The *’d out portion is where you will be defining the selenium server URL.

We can see that there are three if statements, each checking for the intent name in the JSON requests received from DialogFlow using the parameter req.body.queryResult.intent.displayName . If the intent name of the request received from DialogFlow is open_url_in_browser, open() function will be executed which essentially opens the chrome browser and loads the URL in chrome.

When the application sees that the intent name is operation and the browser operation to be performed (value of “op” key) is search using the parameters req.body.queryResult.intent.displayName and req.body.queryResult.parameters.op respectively, the application will use the value of req.body.queryResult.parameters.keys parameter to do a search operation in the browser.

And, last but not the least, if the application identifies the request to be a close intent, the driver.quit() statement will be executed.

Each handler should return a JSON object having the parameters speech, displayText and source.
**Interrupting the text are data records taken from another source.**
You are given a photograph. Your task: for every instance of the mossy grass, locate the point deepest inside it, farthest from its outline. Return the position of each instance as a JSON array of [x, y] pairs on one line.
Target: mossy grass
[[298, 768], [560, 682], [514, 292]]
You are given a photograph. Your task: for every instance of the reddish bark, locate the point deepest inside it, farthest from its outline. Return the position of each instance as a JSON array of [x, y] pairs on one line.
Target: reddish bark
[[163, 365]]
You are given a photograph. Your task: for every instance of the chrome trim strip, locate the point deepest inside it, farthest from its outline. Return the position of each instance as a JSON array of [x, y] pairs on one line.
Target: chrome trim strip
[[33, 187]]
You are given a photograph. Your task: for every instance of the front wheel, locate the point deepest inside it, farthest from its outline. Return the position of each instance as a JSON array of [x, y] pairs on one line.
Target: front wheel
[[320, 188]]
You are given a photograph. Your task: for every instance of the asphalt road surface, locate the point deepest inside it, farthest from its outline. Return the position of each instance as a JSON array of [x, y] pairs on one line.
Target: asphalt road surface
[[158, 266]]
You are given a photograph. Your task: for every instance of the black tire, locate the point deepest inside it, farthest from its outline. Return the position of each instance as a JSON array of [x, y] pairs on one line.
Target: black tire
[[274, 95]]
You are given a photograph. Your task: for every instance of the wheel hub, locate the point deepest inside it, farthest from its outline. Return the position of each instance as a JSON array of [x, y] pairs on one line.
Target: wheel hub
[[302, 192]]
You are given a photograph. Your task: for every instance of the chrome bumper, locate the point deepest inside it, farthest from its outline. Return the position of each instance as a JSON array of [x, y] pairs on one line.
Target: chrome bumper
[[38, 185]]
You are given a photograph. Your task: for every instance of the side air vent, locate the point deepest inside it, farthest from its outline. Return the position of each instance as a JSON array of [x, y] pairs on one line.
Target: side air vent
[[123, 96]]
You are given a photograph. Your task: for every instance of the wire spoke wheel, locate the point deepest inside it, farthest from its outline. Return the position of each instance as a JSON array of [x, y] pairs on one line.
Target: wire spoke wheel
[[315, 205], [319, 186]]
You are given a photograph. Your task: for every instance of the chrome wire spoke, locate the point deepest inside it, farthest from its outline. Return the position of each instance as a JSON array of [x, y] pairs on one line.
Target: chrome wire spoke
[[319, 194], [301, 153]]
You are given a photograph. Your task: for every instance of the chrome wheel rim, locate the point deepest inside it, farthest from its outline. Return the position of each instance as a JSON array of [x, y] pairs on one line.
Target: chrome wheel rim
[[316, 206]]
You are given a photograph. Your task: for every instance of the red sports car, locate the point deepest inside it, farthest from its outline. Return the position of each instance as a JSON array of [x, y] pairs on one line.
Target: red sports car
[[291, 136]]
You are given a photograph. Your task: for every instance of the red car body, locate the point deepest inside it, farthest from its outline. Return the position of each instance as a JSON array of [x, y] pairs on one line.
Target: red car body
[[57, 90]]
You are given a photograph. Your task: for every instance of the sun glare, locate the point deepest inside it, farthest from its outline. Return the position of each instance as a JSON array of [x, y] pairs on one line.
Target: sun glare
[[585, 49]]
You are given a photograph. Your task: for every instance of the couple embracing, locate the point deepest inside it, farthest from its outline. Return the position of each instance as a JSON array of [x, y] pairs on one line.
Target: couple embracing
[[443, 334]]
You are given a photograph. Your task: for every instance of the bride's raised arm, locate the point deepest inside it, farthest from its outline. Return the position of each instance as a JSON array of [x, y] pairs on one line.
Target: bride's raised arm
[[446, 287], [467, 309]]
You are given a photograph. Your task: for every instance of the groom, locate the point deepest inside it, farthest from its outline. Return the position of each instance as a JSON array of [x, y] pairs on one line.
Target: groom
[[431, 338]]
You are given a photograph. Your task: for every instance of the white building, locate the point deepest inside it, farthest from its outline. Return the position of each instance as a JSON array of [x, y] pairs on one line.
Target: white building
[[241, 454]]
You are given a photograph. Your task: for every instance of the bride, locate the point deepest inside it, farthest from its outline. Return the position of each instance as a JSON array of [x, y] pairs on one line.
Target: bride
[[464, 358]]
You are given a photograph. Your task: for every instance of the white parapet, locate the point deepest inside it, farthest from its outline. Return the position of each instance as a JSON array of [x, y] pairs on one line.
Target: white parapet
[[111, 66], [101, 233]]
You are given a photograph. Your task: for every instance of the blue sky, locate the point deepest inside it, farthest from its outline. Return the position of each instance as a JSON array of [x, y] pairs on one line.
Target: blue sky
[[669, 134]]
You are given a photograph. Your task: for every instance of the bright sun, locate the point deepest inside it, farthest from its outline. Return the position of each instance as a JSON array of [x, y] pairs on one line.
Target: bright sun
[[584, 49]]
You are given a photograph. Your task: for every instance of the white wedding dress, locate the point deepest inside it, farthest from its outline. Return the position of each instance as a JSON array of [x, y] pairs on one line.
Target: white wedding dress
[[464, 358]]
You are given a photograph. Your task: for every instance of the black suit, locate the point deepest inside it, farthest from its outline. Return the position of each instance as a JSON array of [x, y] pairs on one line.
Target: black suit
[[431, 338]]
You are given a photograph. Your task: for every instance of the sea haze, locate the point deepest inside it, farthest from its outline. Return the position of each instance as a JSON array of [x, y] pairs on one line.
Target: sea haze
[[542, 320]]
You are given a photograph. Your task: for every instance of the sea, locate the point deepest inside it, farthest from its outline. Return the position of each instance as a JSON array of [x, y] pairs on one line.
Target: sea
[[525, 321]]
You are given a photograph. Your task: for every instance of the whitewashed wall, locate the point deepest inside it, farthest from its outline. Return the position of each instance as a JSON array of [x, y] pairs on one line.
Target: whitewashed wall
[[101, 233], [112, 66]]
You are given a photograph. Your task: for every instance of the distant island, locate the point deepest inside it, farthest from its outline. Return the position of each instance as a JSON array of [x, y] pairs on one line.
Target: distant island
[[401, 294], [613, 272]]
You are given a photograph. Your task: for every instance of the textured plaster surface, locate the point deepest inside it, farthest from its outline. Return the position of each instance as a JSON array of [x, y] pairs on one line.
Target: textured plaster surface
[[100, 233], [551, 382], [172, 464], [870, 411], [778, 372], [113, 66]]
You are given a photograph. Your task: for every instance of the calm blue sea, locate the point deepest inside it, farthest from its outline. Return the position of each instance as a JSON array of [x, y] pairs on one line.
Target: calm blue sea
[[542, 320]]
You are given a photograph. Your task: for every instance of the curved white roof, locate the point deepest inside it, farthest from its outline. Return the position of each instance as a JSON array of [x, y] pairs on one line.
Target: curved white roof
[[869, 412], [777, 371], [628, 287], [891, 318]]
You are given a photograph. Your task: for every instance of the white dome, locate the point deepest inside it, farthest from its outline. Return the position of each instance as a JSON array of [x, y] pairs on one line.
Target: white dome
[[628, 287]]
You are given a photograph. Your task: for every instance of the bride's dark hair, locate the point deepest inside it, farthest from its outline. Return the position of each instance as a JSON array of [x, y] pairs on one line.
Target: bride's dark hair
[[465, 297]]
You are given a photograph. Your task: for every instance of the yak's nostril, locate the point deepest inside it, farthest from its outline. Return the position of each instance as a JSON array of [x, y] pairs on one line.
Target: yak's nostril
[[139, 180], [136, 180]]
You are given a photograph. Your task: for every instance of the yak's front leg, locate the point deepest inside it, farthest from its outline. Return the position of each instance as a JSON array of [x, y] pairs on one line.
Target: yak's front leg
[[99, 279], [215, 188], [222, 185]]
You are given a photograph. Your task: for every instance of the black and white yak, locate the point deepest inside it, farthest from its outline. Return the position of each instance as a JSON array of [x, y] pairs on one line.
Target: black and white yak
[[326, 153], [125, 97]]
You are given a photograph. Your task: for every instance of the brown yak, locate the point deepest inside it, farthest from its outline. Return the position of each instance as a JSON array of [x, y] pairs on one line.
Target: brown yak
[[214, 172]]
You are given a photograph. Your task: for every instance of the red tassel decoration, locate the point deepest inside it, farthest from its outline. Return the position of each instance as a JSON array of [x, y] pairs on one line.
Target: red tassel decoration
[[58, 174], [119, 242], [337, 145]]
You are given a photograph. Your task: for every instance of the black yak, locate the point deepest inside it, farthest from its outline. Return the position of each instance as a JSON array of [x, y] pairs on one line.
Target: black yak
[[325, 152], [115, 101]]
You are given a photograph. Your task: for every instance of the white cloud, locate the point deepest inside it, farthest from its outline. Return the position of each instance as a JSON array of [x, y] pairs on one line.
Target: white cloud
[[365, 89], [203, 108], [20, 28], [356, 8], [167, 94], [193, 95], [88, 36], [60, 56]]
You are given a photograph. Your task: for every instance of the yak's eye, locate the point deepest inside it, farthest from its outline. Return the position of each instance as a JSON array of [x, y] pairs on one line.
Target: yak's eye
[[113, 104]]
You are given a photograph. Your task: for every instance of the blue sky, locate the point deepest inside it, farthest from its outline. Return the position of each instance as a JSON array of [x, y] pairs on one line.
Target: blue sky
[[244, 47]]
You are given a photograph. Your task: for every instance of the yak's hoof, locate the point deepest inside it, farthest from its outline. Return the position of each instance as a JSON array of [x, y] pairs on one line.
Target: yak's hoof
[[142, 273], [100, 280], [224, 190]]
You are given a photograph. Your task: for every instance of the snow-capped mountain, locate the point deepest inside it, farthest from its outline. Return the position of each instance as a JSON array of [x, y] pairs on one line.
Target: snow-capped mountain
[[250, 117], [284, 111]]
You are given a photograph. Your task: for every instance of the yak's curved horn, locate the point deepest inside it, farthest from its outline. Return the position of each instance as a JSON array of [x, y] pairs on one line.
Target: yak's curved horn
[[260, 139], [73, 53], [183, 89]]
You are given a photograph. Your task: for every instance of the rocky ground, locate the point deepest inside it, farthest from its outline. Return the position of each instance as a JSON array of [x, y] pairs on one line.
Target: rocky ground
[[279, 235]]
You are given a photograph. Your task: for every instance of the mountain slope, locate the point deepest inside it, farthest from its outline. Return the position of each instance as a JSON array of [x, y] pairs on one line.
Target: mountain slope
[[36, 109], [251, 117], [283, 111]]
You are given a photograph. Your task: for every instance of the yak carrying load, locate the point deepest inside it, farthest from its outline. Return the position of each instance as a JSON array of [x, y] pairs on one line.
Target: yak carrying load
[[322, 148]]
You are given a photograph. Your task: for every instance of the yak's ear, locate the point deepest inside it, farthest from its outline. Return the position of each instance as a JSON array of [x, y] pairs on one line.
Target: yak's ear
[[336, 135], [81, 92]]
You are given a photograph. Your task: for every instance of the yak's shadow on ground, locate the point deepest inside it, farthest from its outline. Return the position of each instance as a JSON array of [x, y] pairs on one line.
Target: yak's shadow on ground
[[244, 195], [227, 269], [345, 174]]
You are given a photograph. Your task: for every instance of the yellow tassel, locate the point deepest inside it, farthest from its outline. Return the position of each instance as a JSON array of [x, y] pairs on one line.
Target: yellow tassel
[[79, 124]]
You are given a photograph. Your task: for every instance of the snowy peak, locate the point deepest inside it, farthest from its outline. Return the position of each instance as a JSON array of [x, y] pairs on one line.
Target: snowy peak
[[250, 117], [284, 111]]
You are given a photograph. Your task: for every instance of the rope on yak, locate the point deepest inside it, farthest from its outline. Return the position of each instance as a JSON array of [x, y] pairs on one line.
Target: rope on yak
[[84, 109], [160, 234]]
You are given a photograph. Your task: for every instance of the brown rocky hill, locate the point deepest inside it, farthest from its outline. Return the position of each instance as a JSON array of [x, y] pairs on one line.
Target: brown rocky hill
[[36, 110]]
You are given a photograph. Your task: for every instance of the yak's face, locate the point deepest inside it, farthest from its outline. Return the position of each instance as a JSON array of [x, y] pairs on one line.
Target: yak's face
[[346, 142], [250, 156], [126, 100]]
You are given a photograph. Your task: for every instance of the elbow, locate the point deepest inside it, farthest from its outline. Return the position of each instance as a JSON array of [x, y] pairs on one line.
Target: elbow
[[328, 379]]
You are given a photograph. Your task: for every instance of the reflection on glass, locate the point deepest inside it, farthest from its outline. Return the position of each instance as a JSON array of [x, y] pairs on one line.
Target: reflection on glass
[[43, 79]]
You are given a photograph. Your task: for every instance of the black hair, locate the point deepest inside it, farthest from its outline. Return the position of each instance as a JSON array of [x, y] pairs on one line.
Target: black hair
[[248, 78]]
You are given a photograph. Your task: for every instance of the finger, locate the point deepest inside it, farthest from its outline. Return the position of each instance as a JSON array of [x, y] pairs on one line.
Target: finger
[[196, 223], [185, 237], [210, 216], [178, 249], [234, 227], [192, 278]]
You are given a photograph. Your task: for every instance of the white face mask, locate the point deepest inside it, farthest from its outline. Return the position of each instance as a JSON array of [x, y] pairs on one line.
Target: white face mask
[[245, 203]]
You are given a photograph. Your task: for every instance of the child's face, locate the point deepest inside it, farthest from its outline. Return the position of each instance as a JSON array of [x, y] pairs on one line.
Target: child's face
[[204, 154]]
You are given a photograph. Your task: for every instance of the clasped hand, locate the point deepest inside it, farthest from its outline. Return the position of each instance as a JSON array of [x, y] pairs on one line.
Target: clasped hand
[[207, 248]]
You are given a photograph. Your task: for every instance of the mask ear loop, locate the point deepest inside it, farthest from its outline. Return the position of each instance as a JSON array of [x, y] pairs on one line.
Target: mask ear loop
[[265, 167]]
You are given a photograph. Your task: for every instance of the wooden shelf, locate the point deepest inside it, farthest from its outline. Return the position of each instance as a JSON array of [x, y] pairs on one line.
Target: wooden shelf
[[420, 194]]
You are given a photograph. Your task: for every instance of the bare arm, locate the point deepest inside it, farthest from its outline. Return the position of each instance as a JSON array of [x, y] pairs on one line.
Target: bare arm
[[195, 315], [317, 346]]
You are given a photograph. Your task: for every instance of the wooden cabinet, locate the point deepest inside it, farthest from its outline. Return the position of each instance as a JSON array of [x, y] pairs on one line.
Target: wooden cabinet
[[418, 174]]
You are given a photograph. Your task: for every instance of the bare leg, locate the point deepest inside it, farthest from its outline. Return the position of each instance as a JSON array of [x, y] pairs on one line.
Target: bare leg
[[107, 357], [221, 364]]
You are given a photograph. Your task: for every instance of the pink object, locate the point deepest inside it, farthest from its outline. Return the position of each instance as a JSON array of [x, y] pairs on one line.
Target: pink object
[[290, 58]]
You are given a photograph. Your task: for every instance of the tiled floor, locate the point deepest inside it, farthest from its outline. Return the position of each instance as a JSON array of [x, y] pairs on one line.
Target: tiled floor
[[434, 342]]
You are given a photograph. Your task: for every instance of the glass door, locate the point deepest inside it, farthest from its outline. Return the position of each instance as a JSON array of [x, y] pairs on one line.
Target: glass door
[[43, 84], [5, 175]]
The speech parameter can be used to provide a voice output from DialogFlow corresponding to each handler’s execution. The displayText will come in handy where there is a UI also involved if you are using a GUI capable smart speaker device.

Deployment

Once this project structure is setup, we need to deploy the application as an app in Heroku. For deploying a node.js application in Heroku, you can refer the Heroku docs. Once the upload and build process in Heroku is success, we will get a URL like https://**.herokuapp.com for that application. This URL needs to be provided in the webhook field in the Fulfillment section of DialogFlow.

And…….we are all set!!! Now go ahead to DialogFlow and try out the application by voicing out or typing the query in the simulator present in the right hand side of the console page. Once you are all set with testing in the DialogFlow simulator, you can integrate the conversation model into different platforms including Google Assistant.